March 27, 2008

Hair "Memory"/"D'oh!"/Person In Barrel

Stupid Question ™
April 15, 1999
By John Ruch
© 1999

Q: I’ve been combing my hair straight back for four years, but my hair still wants to part on the left in the way I used to wear it. How does hair remember its old pattern, and why is it so hard to train?
—Dick


A: Gavin Schadwick, education director at the Ohio State College of Barber Styling, stated the obvious for us: “Hair has no memory.”

What hair does have is a unique growth pattern based on where hair follicles are on the scalp and how the hair shafts grow out from them.
This pattern is known as a “hair stream.” A part results at the place two streams, going in opposite directions, meet.

Short of surgery or massive scarring, nothing changes the hair stream permanently. All the cutting and goo-spritzing that hair stylists do are temporary solutions.

The idea of “training” hair by repeated combing is simply a myth. Hair will continue to grow in its same stream forever, eventually destroying any style that doesn’t match the stream.

Your left-hand part was probably close to your hair’s natural stream, which is why it “wants” to maintain that position. Your artificial style will require constant work.

“You can’t train hair,” Schadwick said. “The individual has to train themselves.” He said you’ll have to adopt a regimen of using a setting agent (a gel or mousse), blow-drying while combing, and practicing a new combing technique—part of your trouble may be that you’re unconsciously holding your comb the way you did back when you parted your hair.
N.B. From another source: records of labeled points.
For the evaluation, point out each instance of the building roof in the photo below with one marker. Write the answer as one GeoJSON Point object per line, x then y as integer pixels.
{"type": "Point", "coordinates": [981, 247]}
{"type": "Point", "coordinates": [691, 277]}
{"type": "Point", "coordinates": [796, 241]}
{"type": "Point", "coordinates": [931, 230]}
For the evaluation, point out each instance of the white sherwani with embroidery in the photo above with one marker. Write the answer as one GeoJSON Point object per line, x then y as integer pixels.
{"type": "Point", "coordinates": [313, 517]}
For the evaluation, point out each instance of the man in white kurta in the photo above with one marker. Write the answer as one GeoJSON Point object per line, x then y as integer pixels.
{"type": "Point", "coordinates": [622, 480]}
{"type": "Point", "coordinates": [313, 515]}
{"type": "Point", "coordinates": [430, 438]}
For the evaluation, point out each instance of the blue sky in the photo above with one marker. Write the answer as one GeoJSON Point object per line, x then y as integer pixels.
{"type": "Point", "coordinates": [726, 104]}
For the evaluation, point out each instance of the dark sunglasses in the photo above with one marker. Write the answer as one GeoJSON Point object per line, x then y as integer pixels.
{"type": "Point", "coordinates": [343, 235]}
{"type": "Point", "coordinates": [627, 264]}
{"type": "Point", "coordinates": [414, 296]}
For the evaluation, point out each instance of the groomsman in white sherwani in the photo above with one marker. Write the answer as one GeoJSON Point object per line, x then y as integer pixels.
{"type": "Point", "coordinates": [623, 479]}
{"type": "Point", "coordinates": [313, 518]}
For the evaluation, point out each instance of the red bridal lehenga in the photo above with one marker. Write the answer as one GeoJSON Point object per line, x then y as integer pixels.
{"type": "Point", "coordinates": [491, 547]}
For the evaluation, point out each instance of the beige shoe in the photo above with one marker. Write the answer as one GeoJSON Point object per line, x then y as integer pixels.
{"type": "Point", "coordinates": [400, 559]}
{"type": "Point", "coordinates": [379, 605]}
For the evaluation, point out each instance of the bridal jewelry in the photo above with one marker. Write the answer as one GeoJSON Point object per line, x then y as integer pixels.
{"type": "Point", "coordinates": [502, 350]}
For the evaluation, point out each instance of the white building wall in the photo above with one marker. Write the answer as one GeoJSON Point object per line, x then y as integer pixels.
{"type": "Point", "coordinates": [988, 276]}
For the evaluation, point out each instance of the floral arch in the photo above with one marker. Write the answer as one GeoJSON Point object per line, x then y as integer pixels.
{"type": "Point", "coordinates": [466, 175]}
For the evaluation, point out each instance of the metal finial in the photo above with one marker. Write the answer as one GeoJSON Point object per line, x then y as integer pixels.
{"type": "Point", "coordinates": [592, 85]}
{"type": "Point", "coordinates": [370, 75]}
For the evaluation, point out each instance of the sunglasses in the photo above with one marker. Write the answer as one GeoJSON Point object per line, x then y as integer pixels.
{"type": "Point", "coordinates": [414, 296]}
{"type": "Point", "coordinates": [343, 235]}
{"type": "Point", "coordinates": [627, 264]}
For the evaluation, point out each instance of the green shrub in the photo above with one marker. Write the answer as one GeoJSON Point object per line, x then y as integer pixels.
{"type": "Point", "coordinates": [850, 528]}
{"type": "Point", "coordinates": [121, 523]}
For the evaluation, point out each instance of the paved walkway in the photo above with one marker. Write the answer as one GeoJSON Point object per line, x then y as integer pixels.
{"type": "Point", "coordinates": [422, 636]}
Ross Wolfe, a director at the Barber School in Columbus, Ohio, said poor hair care, such as overdrying or improper washing, makes it hard to maintain a style. You may also need a good haircut—stylists know tricks.

Your hair’s texture is also a big factor. Thicker, heavier hair has weight that helps hold a style in place. And some people have very flexible hair that changes position easily. It can be repeatedly combed into a style that it will hold for a while—though this “training” is only temporary.

Consult a barber, and be ready to keep up a constant battle you can never truly win. As Wolfe said, “He’s probably under his destiny, genetically.”

* * * * *

A couple updates:

The April 1 column traced Homer Simpson’s “D’oh!” to Scottish film comedian James Finlayson. Graeme Trousdale of the University of Edinburgh’s English department wrote to say that “D’oh!” was probably Finlayson’s personal idiom, not a common Scottish expression.

And an Oct. 22 question on the origin of the image of a poor person wearing a barrel continues to stump me. But I’ve finally found samples of such images: one an editorial cartoon and the other a bazaar ad, both from December 1949 issues of the New York Communist paper the Daily Worker.